Vern McGrew

Personal information
- Born: Verne Voorhees McGrew, Jr. December 7, 1929 Big Spring, Texas, United States
- Died: January 9, 2012 (aged 82) Houston, Texas, United States

Sport
- Sport: Track and field
- Event: High jump

= Vern McGrew =

American high jumper

Vern McGrew (December 7, 1929 - January 9, 2012) was an American high jumper. He competed in the high jump event at the 1948 Summer Olympics at the age of eighteen. He used the western roll technique, which was common at the time, and in 1948 achieved a career best clearance of 2.04 meters (6 ft 8¼ in).

Born in Big Spring, Texas, he went on to attend Lamar High School in Houston, graduating in 1946. That year he won the Texan state championship with a state record jump. He gained a place at Rice University and competed for the Rice Owls athletic team under their coach Emmett Brunson. McGrew became the second Rice alumnus to take part in an Olympic event, after Claude Bracey in 1928.

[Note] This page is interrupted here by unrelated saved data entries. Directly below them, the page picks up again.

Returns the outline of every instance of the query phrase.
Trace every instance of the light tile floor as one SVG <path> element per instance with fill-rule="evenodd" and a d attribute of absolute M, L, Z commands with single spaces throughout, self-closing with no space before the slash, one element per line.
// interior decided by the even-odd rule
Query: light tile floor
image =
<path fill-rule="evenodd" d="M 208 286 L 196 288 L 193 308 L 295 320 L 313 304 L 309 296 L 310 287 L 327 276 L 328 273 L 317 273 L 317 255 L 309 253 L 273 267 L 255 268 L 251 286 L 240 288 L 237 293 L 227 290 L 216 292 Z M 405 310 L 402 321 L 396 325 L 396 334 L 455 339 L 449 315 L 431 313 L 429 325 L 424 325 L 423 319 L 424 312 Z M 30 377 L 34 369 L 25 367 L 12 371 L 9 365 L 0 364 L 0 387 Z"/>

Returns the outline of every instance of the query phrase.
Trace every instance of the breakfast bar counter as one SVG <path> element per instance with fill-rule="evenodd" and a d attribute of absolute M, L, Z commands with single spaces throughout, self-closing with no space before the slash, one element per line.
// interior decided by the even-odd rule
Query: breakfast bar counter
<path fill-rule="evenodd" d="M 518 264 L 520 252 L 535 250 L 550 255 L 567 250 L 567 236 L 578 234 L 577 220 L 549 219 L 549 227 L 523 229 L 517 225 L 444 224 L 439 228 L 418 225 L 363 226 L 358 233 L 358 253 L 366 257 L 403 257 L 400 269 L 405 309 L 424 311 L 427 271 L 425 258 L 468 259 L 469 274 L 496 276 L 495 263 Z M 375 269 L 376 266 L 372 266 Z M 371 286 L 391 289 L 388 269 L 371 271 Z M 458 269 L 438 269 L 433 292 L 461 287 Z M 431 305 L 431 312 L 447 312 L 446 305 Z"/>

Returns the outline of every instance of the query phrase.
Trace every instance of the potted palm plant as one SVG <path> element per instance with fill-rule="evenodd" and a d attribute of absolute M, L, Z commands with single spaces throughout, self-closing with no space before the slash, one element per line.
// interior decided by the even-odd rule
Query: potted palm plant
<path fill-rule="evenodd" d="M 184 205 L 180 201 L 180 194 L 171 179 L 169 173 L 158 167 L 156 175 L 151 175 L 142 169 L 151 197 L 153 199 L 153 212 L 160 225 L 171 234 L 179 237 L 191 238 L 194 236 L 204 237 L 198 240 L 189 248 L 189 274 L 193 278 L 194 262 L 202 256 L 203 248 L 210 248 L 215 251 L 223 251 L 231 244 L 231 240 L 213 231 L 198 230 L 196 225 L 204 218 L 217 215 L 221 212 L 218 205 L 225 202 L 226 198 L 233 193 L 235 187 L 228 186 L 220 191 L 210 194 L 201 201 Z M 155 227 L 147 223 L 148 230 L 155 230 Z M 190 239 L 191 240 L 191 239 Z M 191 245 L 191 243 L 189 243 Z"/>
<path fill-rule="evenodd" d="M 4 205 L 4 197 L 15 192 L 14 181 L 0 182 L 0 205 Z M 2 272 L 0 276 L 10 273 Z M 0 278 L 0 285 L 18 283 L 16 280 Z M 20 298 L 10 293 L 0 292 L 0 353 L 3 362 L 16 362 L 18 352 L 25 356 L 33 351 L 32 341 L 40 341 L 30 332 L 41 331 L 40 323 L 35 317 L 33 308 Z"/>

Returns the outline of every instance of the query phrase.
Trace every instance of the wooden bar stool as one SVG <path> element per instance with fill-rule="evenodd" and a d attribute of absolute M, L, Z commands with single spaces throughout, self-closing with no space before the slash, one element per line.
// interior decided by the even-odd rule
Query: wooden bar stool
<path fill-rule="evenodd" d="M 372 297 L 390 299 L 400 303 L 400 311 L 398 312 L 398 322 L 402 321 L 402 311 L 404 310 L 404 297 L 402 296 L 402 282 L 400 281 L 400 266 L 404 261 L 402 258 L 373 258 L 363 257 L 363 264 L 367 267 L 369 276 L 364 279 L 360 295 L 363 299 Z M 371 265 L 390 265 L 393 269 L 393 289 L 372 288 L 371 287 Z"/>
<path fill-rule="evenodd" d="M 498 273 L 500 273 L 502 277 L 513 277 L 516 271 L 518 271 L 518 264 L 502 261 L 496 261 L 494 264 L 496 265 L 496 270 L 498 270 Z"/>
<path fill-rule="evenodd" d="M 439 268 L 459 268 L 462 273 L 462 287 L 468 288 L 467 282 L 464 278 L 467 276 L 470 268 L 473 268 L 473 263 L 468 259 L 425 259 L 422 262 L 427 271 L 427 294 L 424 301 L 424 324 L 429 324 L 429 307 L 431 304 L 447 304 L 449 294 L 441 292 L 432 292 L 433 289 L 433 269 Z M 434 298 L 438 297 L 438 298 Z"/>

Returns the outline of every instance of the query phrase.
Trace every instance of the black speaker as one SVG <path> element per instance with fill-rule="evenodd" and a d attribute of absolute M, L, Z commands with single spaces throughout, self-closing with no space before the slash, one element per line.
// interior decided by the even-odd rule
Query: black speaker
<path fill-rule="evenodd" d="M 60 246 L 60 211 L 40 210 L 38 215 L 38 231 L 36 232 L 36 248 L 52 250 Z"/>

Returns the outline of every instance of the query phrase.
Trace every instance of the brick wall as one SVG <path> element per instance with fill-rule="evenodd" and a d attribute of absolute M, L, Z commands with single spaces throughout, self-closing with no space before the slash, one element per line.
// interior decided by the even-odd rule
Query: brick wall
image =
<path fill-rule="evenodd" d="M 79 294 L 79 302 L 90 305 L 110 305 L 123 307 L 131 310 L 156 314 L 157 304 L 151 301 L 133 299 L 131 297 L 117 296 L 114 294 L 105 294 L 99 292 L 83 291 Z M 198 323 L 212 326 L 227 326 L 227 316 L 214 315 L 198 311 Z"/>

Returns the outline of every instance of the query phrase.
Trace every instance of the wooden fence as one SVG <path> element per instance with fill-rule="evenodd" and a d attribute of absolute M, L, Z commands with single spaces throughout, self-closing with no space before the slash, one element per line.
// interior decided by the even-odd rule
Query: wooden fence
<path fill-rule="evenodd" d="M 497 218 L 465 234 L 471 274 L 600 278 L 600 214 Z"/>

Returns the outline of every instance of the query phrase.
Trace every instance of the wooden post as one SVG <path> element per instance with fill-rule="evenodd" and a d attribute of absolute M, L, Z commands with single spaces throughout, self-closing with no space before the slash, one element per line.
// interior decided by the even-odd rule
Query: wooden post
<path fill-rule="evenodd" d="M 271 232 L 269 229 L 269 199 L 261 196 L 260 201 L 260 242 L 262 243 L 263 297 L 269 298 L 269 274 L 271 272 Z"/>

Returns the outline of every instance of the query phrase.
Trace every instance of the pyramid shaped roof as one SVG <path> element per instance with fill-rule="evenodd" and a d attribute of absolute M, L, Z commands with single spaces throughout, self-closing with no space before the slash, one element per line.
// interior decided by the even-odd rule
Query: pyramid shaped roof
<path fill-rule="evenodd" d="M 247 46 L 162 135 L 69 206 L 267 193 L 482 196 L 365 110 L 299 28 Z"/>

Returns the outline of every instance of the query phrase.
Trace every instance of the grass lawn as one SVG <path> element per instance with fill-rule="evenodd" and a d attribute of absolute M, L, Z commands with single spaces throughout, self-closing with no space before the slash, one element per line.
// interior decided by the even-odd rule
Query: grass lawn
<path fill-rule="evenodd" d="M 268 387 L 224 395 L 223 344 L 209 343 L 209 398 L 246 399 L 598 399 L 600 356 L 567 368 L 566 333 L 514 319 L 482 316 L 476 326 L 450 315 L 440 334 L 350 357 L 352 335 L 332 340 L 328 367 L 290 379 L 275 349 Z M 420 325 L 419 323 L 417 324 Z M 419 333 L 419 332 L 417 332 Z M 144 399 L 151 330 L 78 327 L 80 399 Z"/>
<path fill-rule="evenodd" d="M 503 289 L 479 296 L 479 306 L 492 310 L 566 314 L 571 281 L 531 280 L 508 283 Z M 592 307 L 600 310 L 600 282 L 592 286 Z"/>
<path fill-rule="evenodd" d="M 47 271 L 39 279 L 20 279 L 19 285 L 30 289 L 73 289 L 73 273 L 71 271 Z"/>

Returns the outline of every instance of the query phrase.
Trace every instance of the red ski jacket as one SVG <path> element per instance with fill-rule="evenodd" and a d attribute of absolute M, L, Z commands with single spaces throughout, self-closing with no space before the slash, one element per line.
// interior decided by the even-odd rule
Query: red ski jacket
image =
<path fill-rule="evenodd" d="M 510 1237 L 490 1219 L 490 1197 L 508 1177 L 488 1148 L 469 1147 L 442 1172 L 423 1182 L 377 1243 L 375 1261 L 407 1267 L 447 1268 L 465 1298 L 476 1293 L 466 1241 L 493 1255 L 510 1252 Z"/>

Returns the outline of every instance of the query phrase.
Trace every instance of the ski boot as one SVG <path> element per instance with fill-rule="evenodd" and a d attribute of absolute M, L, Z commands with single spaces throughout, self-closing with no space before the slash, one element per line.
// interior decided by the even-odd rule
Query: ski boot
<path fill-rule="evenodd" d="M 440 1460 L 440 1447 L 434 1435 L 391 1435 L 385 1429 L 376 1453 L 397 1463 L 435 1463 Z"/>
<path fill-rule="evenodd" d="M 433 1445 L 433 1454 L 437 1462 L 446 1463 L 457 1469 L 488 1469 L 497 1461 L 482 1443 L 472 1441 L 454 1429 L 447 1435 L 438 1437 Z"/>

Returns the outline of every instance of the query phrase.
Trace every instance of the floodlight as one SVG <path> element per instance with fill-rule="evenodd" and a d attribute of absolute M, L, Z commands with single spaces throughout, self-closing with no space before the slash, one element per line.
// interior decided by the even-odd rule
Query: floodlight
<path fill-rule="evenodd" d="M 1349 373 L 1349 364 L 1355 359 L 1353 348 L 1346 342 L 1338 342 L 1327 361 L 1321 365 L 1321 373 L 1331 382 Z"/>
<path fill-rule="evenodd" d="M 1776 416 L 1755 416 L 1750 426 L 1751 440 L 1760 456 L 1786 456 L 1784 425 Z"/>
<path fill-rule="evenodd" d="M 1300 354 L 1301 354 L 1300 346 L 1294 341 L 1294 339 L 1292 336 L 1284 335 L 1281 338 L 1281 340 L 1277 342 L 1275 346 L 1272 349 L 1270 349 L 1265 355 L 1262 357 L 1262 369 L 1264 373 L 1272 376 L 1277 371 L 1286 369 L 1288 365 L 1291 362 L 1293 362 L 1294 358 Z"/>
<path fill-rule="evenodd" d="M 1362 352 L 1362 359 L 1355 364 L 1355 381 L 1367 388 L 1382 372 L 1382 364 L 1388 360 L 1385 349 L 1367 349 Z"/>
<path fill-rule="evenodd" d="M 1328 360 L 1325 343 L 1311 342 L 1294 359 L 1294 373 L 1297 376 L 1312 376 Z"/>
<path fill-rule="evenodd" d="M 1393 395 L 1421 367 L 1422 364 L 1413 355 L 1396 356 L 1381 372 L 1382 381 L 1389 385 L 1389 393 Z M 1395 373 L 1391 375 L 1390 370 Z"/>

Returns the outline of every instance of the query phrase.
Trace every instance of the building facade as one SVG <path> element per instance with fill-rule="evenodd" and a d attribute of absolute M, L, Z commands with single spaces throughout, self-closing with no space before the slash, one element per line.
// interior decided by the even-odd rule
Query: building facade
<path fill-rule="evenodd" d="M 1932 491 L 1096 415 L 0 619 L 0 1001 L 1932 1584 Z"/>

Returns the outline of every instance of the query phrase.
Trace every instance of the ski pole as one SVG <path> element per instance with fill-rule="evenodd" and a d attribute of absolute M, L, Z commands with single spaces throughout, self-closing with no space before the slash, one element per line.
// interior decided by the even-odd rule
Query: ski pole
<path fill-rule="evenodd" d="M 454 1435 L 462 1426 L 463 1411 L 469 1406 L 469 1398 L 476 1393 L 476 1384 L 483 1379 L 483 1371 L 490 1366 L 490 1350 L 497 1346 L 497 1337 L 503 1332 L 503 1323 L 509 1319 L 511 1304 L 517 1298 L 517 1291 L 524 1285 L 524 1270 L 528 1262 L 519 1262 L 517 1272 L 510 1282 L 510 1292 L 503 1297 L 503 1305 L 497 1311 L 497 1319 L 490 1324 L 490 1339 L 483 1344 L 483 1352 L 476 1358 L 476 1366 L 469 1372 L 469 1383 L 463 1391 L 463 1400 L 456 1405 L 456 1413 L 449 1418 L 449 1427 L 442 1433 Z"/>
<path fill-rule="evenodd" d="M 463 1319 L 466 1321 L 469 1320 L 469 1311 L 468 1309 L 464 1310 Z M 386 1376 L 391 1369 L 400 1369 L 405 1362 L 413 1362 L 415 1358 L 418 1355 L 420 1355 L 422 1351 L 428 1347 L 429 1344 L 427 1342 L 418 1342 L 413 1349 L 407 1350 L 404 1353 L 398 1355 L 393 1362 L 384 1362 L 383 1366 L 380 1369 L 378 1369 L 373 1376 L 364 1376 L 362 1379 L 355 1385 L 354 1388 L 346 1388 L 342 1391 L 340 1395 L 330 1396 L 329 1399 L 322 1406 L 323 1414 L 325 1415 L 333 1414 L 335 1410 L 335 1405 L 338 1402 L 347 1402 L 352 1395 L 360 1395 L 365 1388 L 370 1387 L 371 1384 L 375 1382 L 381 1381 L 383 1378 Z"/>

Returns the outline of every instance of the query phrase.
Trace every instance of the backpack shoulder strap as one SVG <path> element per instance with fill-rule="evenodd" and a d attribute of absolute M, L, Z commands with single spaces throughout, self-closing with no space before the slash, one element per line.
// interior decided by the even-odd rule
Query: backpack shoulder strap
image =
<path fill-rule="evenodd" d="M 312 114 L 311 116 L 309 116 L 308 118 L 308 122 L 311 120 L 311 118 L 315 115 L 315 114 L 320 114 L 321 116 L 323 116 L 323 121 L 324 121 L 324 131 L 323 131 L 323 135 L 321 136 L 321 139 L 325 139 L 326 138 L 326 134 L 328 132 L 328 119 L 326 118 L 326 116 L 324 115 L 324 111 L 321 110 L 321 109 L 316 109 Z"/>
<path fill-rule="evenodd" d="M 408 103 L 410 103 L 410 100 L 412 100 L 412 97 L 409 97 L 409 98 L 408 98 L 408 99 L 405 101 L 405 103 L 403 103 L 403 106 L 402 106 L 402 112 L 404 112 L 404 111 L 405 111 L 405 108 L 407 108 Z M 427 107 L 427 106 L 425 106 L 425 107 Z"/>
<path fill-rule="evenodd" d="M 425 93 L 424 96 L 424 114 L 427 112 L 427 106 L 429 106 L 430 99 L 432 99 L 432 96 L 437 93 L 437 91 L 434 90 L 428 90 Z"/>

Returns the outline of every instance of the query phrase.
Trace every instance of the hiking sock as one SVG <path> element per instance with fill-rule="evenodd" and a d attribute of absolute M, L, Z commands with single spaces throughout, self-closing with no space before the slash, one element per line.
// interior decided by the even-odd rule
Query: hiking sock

The 1948 Olympics was his only major international appearance but he achieved some success at national level. While studying at Rice University he competed at the NCAA Championship, coming third in 1948 and finishing as runner-up in 1949. He completed this upward trend by winning the NCAA high jump title in 1950 with a jump of over two meters (6 ft 7 in). At the national-level AAU Championship meeting he was third in 1948 (where he gained Olympic selection), but managed only fifth place the year after.

McGrew undertook post-graduate study at the University of Texas and later the University of Texas Law School. He signed up for military service from 1954 to 1956. He did not take part in athletics in his later life and instead used his studies to gain a placement at Humble Oil, at which he spent 30 years of his working life. He retired in the 1980s and lived until the age of 82. He died at Methodist Hospital in Houston.